LightFormer: Light-Oriented Global Neural Rendering in Dynamic Scene

Abstract

The generation of global illumination in real time has been a long-standing challenge in the graphics community, particularly in dynamic scenes with complex illumination. Recent neural rendering techniques have shown great promise by utilizing neural networks to represent the illumination of scenes and then decoding the final radiance. However, incorporating object parameters into the representation may limit their effectiveness in handling fully dynamic scenes. This work presents a neural rendering approach, dubbed LightFormer , that can generate realistic global illumination for fully dynamic scenes, including dynamic lighting, materials, cameras, and animated objects, in real time. Inspired by classic many-lights methods, the proposed approach focuses on the neural representation of light sources in the scene rather than the entire scene, leading to the overall better generalizability. The neural prediction is achieved by leveraging the virtual point lights and shading clues for each light. Specifically, two stages are explored. In the light encoding stage, each light generates a set of virtual point lights in the scene, which are then encoded into an implicit neural light representation, along with screen-space shading clues like visibility.
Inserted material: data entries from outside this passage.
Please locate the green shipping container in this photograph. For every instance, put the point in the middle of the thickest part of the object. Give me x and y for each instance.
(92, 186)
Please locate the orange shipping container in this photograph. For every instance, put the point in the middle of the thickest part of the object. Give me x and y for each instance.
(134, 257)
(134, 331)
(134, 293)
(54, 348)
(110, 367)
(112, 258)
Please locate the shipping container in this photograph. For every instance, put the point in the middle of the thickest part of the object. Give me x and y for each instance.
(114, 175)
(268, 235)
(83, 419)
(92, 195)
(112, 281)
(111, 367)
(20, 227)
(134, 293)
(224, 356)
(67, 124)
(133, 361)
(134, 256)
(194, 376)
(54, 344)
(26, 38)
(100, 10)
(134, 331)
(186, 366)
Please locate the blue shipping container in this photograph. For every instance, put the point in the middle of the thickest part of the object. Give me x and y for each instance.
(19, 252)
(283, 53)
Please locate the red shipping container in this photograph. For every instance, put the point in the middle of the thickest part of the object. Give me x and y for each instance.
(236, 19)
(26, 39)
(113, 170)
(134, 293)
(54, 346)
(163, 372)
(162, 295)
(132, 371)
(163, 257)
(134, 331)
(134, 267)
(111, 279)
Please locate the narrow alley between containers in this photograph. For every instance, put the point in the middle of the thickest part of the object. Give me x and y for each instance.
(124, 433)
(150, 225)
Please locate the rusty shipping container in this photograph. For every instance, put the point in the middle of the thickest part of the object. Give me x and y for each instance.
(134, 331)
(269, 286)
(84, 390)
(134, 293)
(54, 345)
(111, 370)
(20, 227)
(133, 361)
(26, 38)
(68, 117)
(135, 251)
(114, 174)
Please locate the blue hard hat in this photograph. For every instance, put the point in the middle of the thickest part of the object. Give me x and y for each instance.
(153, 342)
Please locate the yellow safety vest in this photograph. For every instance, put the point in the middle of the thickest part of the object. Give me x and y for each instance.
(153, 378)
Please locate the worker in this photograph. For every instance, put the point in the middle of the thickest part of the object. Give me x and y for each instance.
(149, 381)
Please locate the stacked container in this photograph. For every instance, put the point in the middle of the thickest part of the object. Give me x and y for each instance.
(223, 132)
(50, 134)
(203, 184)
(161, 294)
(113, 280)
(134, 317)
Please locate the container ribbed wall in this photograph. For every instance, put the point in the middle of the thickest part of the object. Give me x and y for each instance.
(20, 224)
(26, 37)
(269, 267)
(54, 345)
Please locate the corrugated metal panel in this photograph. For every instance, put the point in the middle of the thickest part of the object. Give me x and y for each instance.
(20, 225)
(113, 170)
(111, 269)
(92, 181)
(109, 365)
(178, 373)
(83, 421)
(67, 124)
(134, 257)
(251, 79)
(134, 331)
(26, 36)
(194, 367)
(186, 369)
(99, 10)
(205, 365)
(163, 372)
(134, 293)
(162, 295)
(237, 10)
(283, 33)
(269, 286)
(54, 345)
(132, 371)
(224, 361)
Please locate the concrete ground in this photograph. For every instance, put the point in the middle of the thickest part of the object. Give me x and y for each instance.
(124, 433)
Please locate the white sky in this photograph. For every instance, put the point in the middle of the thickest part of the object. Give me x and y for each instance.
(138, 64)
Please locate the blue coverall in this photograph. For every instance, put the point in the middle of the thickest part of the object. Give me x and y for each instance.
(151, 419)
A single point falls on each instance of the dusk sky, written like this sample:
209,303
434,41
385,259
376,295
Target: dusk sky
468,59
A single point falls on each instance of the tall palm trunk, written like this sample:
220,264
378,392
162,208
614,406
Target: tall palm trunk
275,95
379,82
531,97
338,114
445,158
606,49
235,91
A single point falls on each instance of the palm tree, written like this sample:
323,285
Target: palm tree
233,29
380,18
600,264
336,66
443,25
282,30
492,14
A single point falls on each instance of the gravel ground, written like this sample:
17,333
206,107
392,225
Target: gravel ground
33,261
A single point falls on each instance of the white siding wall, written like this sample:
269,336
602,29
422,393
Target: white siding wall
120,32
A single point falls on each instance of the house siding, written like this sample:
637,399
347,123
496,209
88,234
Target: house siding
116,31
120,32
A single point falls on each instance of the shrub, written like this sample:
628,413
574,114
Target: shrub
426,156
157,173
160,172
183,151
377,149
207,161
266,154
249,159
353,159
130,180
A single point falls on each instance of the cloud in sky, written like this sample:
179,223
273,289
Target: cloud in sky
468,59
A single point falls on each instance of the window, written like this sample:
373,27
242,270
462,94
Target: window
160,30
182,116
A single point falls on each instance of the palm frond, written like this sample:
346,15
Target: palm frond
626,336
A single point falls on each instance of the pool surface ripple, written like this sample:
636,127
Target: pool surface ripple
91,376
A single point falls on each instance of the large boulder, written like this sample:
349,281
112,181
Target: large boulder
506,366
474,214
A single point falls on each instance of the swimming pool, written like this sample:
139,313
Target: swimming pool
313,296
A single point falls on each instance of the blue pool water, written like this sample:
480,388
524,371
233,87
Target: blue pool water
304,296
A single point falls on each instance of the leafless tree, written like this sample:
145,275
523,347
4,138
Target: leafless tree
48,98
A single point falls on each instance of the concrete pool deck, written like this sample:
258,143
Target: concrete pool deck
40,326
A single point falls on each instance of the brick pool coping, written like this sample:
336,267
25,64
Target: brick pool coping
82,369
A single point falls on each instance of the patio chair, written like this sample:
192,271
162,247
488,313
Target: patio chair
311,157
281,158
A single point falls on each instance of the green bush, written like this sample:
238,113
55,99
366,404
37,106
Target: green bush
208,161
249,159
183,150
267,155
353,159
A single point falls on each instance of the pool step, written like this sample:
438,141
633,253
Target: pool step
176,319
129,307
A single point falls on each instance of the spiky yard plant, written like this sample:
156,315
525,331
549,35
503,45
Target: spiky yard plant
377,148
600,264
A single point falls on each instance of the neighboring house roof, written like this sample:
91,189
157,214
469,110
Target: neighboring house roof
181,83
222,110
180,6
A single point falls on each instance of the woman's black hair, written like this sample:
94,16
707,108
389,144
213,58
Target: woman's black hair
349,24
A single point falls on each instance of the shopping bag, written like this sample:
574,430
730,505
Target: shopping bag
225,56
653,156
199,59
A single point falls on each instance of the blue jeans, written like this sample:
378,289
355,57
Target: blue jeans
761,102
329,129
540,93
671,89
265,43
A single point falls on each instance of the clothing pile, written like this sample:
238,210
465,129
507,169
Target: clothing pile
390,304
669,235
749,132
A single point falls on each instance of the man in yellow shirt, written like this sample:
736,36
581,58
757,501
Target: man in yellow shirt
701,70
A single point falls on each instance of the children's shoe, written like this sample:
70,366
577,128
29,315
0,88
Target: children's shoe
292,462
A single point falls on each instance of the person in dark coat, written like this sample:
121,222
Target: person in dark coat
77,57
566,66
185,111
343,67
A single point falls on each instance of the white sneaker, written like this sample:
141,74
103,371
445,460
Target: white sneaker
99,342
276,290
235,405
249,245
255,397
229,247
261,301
In the light gathering stage, a pixel-light attention mechanism composites all light representations for each shading point. Given the geometry and material representation, in tandem with the composed light representations of all lights, a lightweight neural network predicts the final radiance. Experimental results demonstrate that the proposed LightFormer can yield reasonable and realistic global illumination in fully dynamic scenes with real-time performance.